ECLI:NL:RBDHA:2025:6993
Rechtbank Den Haag
- Eerste aanleg - enkelvoudig
- Rechtspraak.nl
Beroep tegen voortduren maatregel van bewaring met betrekking tot Tunesische eiser
Op 27 december 2024 heeft de minister van Asiel en Migratie aan de eiser, een Tunesische man, de maatregel van bewaring opgelegd op grond van de Vreemdelingenwet 2000. Eiser heeft hiertegen beroep ingesteld, waarbij hij ook om schadevergoeding heeft verzocht. De rechtbank heeft op 18 april 2025 de zaak behandeld, waarbij eiser via telehoren aanwezig was vanuit het detentiecentrum in Rotterdam en zijn gemachtigde in Groningen. De minister was vertegenwoordigd door haar gemachtigde. De rechtbank heeft het onderzoek gesloten na de zitting.
De rechtbank heeft vastgesteld dat de maatregel van bewaring eerder is getoetst en rechtmatig is bevonden. Eiser stelt dat er geen zicht is op uitzetting naar Tunesië, omdat de Tunesische ambassade nog niet heeft gereageerd op een aanvraag voor een laissez-passer. De rechtbank oordeelt echter dat er wel degelijk zicht op uitzetting is, aangezien de minister voldoende voortvarend handelt en er een lp-traject is opgestart. Eiser heeft de plicht om actief mee te werken aan zijn uitzetting, wat hij niet doet, en dit speelt mee in de beoordeling.

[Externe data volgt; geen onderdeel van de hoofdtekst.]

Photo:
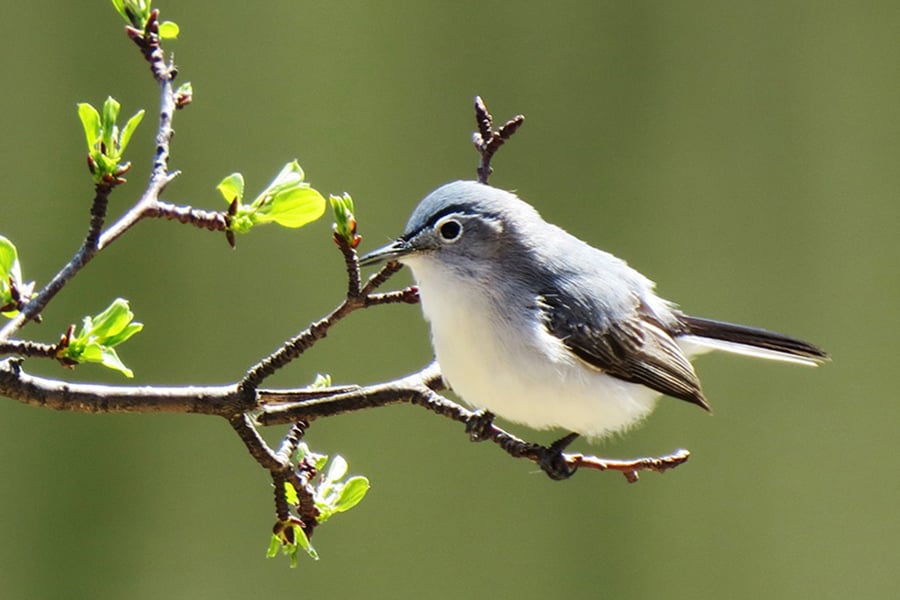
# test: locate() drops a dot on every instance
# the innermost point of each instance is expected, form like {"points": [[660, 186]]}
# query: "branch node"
{"points": [[486, 140]]}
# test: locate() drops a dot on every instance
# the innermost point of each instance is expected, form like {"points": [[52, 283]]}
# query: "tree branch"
{"points": [[94, 243], [486, 140]]}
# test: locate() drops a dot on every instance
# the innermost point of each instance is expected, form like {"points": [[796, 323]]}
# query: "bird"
{"points": [[538, 327]]}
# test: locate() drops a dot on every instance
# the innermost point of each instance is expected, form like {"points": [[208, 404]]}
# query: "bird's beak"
{"points": [[393, 251]]}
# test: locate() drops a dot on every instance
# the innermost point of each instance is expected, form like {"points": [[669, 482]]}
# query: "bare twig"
{"points": [[148, 203], [188, 215], [486, 140], [357, 298]]}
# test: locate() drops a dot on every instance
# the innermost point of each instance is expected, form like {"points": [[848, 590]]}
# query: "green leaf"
{"points": [[290, 494], [123, 335], [8, 258], [111, 321], [168, 30], [274, 546], [129, 128], [111, 360], [290, 174], [232, 187], [303, 542], [294, 207], [321, 381], [337, 469], [90, 120], [99, 335], [320, 461], [354, 490], [108, 124]]}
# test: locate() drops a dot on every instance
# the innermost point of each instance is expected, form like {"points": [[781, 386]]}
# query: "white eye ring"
{"points": [[449, 229]]}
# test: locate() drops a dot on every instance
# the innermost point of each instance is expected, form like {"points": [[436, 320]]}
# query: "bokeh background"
{"points": [[743, 155]]}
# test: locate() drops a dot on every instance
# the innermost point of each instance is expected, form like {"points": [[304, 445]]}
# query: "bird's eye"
{"points": [[450, 230]]}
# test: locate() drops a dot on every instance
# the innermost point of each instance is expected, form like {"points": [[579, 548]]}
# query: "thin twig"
{"points": [[188, 215], [159, 179], [28, 348], [486, 140]]}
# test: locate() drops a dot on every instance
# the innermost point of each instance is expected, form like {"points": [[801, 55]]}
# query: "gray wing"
{"points": [[635, 348]]}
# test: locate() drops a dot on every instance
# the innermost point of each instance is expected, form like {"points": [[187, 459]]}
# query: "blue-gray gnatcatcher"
{"points": [[540, 328]]}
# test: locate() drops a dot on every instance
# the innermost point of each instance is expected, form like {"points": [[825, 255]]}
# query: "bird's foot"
{"points": [[552, 460], [479, 425]]}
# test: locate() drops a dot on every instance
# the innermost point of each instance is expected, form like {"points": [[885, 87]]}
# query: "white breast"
{"points": [[511, 366]]}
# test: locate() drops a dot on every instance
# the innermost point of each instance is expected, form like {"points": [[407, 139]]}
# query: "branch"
{"points": [[486, 140], [358, 297], [95, 242], [421, 389]]}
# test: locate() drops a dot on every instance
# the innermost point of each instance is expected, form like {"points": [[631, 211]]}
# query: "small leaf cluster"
{"points": [[106, 143], [98, 337], [138, 12], [344, 219], [332, 493], [288, 201], [14, 292]]}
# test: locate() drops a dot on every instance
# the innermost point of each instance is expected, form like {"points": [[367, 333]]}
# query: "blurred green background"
{"points": [[743, 155]]}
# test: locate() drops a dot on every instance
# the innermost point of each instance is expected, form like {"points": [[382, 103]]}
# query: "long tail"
{"points": [[749, 341]]}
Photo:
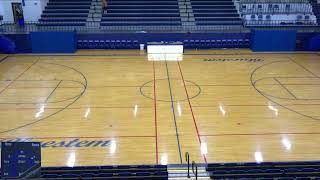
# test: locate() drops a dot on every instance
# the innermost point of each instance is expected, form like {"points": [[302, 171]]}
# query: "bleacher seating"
{"points": [[65, 13], [316, 9], [221, 12], [157, 172], [265, 170], [142, 13], [283, 13]]}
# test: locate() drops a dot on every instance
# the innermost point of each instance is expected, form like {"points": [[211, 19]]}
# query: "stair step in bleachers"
{"points": [[65, 13], [270, 170], [316, 9], [106, 172], [142, 13], [221, 12]]}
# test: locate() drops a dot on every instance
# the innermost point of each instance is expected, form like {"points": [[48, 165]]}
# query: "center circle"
{"points": [[167, 88]]}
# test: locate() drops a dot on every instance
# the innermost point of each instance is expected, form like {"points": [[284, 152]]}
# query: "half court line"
{"points": [[155, 110], [18, 77], [190, 106], [4, 58], [173, 113]]}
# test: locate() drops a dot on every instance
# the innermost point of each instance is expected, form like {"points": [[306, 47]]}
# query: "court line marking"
{"points": [[261, 93], [173, 113], [80, 137], [53, 91], [96, 87], [155, 111], [285, 88], [285, 98], [44, 118], [190, 106], [52, 102], [3, 59], [162, 100], [304, 68], [262, 134], [18, 77], [92, 107], [263, 105]]}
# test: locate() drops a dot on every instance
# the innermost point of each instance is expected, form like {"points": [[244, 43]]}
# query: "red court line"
{"points": [[18, 76], [194, 119], [79, 137], [262, 134], [155, 110], [98, 107]]}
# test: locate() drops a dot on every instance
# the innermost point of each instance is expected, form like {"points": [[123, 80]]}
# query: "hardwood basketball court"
{"points": [[121, 107]]}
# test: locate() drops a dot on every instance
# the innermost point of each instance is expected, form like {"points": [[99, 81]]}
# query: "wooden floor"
{"points": [[119, 107]]}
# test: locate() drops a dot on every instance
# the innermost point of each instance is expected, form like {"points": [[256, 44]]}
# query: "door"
{"points": [[17, 11]]}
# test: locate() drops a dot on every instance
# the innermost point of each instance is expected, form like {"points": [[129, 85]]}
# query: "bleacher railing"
{"points": [[283, 23], [271, 1], [305, 9], [95, 27], [12, 28]]}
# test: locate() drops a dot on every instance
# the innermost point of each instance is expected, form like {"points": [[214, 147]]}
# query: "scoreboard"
{"points": [[20, 159]]}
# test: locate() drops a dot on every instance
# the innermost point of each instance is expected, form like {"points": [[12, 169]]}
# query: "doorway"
{"points": [[17, 12]]}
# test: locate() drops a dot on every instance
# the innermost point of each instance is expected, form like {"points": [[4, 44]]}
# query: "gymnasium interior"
{"points": [[160, 89]]}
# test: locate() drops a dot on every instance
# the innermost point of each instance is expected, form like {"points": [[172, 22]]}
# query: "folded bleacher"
{"points": [[157, 172], [265, 170], [316, 9], [65, 13], [142, 13], [217, 12]]}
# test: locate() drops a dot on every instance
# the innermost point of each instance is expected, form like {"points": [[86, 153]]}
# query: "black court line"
{"points": [[53, 91], [305, 69], [4, 58], [18, 77], [271, 100], [193, 54], [173, 113], [285, 88], [66, 107]]}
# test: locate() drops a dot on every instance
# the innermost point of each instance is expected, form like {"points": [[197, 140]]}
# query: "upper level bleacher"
{"points": [[141, 13], [65, 13], [277, 13], [221, 12]]}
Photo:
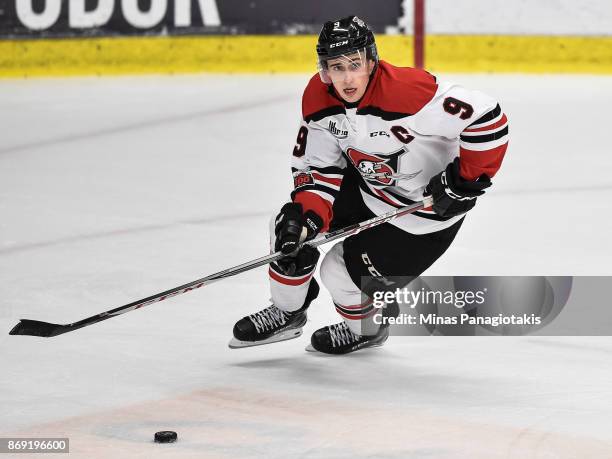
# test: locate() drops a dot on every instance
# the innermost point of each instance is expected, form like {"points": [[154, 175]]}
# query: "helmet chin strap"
{"points": [[356, 103]]}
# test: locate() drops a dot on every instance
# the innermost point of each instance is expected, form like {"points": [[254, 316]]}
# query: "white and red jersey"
{"points": [[406, 129]]}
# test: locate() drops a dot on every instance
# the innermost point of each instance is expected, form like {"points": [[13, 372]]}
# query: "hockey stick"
{"points": [[46, 329]]}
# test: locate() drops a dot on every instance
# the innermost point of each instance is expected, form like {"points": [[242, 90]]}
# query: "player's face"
{"points": [[350, 75]]}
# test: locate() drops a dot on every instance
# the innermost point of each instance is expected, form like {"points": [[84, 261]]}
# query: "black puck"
{"points": [[165, 436]]}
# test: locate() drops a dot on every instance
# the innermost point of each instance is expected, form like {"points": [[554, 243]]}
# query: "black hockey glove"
{"points": [[294, 227], [452, 194]]}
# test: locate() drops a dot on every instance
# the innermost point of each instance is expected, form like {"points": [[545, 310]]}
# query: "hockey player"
{"points": [[373, 137]]}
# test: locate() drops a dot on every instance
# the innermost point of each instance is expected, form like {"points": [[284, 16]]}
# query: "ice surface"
{"points": [[114, 189]]}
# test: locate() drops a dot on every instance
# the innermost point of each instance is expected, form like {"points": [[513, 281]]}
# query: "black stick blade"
{"points": [[37, 328]]}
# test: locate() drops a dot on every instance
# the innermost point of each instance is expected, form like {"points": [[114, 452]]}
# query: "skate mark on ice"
{"points": [[145, 124], [241, 422], [125, 231]]}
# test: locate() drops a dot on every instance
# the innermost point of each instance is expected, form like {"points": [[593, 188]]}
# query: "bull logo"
{"points": [[378, 171]]}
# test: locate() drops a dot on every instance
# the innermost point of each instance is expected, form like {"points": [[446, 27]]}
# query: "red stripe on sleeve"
{"points": [[500, 123], [314, 202], [476, 163]]}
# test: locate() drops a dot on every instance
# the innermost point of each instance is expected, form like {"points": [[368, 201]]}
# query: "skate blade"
{"points": [[309, 348], [284, 336]]}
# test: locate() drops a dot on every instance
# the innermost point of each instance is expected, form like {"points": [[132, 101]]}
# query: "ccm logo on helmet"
{"points": [[340, 43]]}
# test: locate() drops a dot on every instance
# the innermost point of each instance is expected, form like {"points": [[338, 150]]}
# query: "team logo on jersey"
{"points": [[340, 132], [376, 170], [302, 178]]}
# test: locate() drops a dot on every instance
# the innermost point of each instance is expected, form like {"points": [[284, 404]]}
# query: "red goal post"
{"points": [[419, 33]]}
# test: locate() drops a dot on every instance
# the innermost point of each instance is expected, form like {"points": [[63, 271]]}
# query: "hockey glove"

De rechtbank concludeert dat de minister niet had hoeven volstaan met een lichter middel, ondanks de medische klachten van eiser. Het beroep van eiser wordt ongegrond verklaard en het verzoek om schadevergoeding wordt afgewezen. De uitspraak is gedaan door mr. M. Munsterman, rechter, en openbaar gemaakt op rechtspraak.nl.